Rome’s founding story endures as a tale woven from truth, rumor, missing history, and the decisions of five influential men who shaped the hub of Northwest Georgia.
The history of Rome’s founding is largely based on oral tradition, the passing of information from one family to another, from one generation to another.
The term “urban legend” comes to mind, but historians do know that, once upon a time, there was actually a written document penned by Daniel R. Mitchell, which was printed in a precursor to the Rome News-Tribune. However, no one has ever found a copy of that document, and the newspaper archives don’t go back that far.
What we are left with is the legendary story of the Founding Five: Col. Daniel R. Mitchell, Maj. Philip Hemphill, John Lumpkin, Col. Zachariah Hargrove, and Col. William Smith. You’ve probably heard the story that the five were seated around a spring, which was located in the general area of the Midtown Transit Station, where they supposedly pulled the name Rome out of a hat.
Is that really what happened? There is no written documentation to support it, unless it was in Mitchell’s long-lost article. It’s certainly a fun story, but historian Selena Tilly says the process of founding Rome was not an overnight thing, and a process which took many months to come to fruition.

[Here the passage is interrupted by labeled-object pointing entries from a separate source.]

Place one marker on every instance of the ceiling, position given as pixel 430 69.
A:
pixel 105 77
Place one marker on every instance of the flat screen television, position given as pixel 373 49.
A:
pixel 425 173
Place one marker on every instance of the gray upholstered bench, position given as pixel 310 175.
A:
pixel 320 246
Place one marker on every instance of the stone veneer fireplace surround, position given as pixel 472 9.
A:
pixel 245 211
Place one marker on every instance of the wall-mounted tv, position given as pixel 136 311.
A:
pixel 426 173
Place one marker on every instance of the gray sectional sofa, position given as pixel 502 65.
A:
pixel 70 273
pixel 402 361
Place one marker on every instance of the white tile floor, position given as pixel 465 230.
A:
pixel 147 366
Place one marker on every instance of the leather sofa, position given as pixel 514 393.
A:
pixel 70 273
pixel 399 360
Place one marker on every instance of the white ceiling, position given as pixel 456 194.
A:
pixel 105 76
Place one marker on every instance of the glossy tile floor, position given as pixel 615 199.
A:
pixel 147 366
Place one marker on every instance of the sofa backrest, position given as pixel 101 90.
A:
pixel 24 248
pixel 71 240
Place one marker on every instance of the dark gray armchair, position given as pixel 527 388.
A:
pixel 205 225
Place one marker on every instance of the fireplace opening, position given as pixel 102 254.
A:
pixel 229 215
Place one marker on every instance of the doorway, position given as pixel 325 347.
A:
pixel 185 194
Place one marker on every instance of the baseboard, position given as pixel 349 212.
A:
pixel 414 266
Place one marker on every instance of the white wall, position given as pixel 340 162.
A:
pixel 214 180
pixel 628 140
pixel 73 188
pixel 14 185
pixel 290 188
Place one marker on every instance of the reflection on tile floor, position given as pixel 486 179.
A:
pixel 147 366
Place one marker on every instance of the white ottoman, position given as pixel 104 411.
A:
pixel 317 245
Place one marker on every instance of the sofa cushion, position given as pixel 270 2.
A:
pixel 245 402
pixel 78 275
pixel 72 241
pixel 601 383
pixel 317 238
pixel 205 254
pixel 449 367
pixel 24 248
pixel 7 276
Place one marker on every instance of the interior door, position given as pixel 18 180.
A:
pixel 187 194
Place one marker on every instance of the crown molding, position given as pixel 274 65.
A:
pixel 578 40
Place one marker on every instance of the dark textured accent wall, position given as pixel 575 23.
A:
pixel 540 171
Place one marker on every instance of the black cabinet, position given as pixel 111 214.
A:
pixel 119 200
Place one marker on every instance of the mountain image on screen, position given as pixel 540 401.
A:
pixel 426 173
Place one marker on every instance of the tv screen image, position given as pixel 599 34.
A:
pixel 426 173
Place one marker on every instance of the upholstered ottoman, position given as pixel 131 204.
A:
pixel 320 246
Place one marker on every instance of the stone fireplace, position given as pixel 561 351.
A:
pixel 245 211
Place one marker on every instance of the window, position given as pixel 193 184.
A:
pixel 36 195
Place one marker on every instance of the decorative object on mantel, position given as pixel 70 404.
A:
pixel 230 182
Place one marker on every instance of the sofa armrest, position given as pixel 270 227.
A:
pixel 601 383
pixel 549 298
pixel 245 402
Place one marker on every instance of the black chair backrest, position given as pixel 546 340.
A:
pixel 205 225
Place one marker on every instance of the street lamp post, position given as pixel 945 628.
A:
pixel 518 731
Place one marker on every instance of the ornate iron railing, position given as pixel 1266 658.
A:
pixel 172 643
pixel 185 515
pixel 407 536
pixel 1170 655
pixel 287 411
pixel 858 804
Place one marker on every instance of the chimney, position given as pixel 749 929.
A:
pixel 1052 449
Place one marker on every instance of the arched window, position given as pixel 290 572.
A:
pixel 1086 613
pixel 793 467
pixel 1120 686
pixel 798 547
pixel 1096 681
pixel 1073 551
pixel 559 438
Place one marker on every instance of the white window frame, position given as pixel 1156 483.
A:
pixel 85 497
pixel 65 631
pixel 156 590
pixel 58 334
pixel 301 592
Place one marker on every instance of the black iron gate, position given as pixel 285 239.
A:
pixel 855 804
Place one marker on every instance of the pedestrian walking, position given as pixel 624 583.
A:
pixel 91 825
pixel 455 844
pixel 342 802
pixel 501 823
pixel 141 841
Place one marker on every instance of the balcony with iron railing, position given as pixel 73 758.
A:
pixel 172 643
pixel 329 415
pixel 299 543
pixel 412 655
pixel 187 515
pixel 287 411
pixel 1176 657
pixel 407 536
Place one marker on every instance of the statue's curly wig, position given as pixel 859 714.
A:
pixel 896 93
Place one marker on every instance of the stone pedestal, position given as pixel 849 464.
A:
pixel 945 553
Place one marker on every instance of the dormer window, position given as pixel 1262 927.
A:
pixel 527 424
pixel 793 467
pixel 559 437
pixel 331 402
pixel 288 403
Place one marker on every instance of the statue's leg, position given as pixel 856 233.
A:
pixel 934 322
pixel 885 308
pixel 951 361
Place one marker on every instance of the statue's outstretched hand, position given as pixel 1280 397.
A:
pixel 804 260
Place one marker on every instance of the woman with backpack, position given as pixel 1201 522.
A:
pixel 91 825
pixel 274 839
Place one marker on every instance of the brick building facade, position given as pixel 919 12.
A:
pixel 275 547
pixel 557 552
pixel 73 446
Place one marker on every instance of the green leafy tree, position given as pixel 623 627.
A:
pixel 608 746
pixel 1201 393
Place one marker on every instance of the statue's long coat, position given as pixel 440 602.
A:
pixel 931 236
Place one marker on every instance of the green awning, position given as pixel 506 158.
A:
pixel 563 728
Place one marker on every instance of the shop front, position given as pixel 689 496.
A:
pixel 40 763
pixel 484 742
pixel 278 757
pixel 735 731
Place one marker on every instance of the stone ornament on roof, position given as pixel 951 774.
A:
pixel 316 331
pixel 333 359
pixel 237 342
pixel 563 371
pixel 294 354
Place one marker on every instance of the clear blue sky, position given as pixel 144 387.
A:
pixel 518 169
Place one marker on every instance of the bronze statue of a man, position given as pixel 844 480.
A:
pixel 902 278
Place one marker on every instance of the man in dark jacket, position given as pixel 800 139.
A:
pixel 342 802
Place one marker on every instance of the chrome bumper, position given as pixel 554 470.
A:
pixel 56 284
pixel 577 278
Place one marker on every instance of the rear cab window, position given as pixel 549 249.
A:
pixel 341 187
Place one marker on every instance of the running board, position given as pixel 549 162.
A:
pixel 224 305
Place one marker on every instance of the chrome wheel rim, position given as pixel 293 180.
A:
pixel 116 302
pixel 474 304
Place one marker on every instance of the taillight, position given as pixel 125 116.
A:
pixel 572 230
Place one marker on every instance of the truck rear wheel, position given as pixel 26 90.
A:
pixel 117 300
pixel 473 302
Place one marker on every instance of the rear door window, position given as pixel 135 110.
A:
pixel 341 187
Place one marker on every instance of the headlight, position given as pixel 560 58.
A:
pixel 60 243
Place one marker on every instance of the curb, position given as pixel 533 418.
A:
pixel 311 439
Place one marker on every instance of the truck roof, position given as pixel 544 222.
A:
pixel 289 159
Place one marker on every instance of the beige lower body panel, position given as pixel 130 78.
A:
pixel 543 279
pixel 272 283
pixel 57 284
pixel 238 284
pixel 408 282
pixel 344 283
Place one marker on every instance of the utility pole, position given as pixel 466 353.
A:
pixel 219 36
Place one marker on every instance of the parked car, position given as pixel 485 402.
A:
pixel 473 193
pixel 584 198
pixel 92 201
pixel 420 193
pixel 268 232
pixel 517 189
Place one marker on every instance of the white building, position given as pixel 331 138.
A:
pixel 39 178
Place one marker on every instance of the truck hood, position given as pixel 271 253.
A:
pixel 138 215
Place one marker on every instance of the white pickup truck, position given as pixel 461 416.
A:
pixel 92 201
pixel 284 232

What is generally regarded as accurate is that Mitchell and Hargrove were coming to Rome—well, actually Livingston, which was the original county seat just north of Cave Spring—for a trial. They are believed to have stopped at the spring to water their horses when He mphill came upon them, stopped to chat, and invited them to his home for the night because, by the time they got to Livingston, court would be adjourned for the day.
Hemphill’s home, called Alhambra at the time, is now an administrative building on the Darlington campus known as the “Home on the Hill.”
In fact, some of the old stories suggest that the naming of the city may have taken place at Hemphill’s home.
Mitchell and Hargrove went on to Livingston for their trial the next day, but loved the area near the confluence of the rivers and thought it would be a great place for a town. Back then, Rome was home to numerous Native American communities called chiefdoms.
Remember, we’re not far, time-wise, from the forced removal of the Cherokee. Chief John Ross was living in a plantation near what is now the Fifth Avenue Nursing Home, and Major Ridge was on the other side of the Oostanaula River at what we now know as Chieftains.
New Echota near Calhoun was the capital of the Cherokee Nation, but the power brokers in the early and mid-1830s lived in Rome.
At some point during the discussions between Hargrove, Mitchell, and Hemphill, John Lumpkin was brought into the conversation, largely because he was the nephew and personal secretary to then–Georgia Governor Wilson Lumpkin. Historians believe that Col. William Smith was the last to join the “Founding Five,” perhaps sometime in 1834.
Their plans for the creation of a new town rolled along for weeks, maybe months, before at some point Col. Mitchell actually suggested the name Rome, and paperwork was sent to the Georgia legislature for the official chartering of the new city.
Later, the county seat was moved to Rome from Livingston.
Sometime thereafter, as the city was being developed, an old Indian mound—located between Cosmic Dog Outpost and Unity Point at the confluence of the rivers—was destroyed, and earth from the mound was used to level up portions of what we now know as the south end of Broad Street.
Mitchell and Hargrove are buried within feet of each other near the top of Myrtle Hill Cemetery. Lumpkin is buried in Oak Hill Cemetery off Riverside Parkway, right behind Applebee’s, and Smith is buried in the Cave Spring City Cemetery. Hemphill moved away from Rome and is buried in Evergreen Cemetery in North Carrollton, Mississippi.
FOUNDERS AT A GLANCE
- Col. Daniel R. Mitchell — Suggested the name Rome; early civic leader and key organizer in the founding discussions.
- Zachariah Hargrove — Influential attorney whose involvement helped shape the earliest plans for the new town.
- Maj. Philip Walker Hemphill — Hosted the founders during early conversations; his property was a central meeting point.
- John H. Lumpkin — Nephew of Gov. Wilson Lumpkin; instrumental in advancing the chartering of Rome.
- Col. William Smith — The last member to join; he participated in the formal planning and decisions that led to Rome’s establishment.